On February 24, Lieutenant Schrier ordered Platoon Sergeant. Thomas to report early the next morning to Navy Vice Admiral Richmond Kelly “Terrible” Turner   and Marine Lieutenant General Holland McTyeire “Howland Mad” Smith (both saw the first flag raising) aboard the flagship USS Eldorado (AGC-11) about the flag raising on Mount Suribachi. During a CBS radio news interview aboard ship, Thomas named Sergeant. Hansen to the interviewer as one of the actual flag-raisers besides Lieutenant Schrier and himself. Rosenthal’s photograph of the second raising appeared in the newspapers the same day as Thomas’s interview.

Though ultimately victorious, the American victory at Iwo Jima had come at a terrible price. According to the Navy Department Library, “the 36-day assault resulted in more than 26,000 American casualties, including 6,800 dead.” By comparison, the much larger scale 82-day Battle of Okinawa lasting from early April until mid-June 1945 (involving five U.S. Army and two Marine Corps divisions) resulted in over 62,000 U.S. casualties, of whom over 12,000 were killed or missing. Iwo Jima was also the only U.S. Marine battle where the American casualties exceeded the Japanese, although Japanese combat deaths numbered three times as many as American deaths. Two U.S. Marines were captured during the battle, neither of whom survived their captivity. The USS Bismarck Sea was also lost, the last U.S. aircraft carrier sunk in World War II. 20 Grumman FM-2 Wildcat fighters and 11 Grumman TBM Avenger torpedo bombers went down with Bismarck Sea. Also, the USS Saratoga was so severely damaged that she no longer took part in either combat or transportation duties for the rest of the war. She became a training ship. 31 Grumman F6F Hellcat fighters and 9 Grumman TBM Avenger torpedo bombers were destroyed by the kamikaze attack on Saratoga. Because all civilians had been evacuated, there were no civilian casualties at Iwo Jima, unlike at Saipan and Okinawa.

Death and burial ground of Hansen, Henry Oliver “Hank”.

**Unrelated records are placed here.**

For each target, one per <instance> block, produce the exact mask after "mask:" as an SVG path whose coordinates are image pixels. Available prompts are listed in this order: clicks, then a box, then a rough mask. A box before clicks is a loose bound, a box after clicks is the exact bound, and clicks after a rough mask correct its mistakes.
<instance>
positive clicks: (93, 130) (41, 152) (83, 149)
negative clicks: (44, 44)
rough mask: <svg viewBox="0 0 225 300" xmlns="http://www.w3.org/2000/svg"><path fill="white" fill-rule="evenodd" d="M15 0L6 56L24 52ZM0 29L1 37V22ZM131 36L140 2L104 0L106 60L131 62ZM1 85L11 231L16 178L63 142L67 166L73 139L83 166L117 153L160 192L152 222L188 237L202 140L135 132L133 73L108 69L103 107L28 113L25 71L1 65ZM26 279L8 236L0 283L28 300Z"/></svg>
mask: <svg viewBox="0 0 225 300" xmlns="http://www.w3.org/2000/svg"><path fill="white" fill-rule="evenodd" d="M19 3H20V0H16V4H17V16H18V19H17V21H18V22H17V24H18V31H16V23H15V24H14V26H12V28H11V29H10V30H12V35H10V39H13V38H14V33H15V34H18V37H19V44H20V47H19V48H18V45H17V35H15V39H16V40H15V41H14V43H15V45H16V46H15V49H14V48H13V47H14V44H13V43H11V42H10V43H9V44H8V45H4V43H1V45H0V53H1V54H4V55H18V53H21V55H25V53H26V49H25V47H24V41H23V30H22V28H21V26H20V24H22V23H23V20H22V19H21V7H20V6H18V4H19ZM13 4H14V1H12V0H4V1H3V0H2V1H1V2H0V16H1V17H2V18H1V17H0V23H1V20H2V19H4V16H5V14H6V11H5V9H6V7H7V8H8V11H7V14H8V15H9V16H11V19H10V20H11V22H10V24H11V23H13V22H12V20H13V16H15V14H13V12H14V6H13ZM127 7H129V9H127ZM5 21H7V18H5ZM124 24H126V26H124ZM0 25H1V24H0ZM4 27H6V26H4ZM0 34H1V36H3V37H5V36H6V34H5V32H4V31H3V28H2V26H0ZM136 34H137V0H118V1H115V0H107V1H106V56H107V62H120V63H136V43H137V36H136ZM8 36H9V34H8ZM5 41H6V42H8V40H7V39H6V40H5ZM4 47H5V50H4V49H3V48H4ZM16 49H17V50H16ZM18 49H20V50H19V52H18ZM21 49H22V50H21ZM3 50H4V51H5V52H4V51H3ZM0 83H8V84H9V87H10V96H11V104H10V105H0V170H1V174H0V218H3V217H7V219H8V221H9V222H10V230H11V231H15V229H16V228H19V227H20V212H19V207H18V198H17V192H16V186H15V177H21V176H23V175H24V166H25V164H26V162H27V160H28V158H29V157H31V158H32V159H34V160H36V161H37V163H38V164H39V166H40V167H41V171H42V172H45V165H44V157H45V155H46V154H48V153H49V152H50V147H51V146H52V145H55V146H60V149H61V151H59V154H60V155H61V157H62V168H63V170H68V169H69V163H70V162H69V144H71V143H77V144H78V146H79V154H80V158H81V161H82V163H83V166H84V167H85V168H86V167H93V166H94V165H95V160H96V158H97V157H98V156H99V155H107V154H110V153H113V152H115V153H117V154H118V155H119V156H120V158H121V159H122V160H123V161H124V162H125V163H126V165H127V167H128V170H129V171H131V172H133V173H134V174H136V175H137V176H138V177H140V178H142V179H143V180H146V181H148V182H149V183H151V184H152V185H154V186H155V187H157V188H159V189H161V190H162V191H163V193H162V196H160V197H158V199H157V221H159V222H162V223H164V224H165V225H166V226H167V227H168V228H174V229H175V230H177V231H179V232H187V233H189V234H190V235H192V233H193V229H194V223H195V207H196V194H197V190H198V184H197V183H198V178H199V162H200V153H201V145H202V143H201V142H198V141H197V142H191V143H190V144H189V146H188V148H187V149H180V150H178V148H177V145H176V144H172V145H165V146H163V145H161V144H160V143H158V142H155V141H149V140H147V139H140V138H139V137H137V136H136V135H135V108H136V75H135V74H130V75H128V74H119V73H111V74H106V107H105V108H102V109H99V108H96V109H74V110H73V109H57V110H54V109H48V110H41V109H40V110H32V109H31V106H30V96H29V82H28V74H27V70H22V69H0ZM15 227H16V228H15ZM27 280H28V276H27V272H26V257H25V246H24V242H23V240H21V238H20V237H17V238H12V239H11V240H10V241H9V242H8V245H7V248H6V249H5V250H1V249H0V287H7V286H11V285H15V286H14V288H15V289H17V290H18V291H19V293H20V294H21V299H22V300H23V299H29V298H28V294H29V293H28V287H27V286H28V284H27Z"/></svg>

Sergeant “Hank” Hansen was killed in action on Iwo Jima on 01-03-1945, age  25, Sergeant Hansen, Platoon Sergeant Thomas, and the three second flag-raisers who were killed on Iwo Jima were buried in the 5th Marine Division cemetery on the island. The battle of Iwo Jima officially ended on 26-03-1945, and the next day the 28th Marines left the island for Hawaii. Hansen’s final burial was at the National Memorial Cemetery of the Pacific near Honolulu on the island of Oahu in Hawaii. Section O, Grave 392.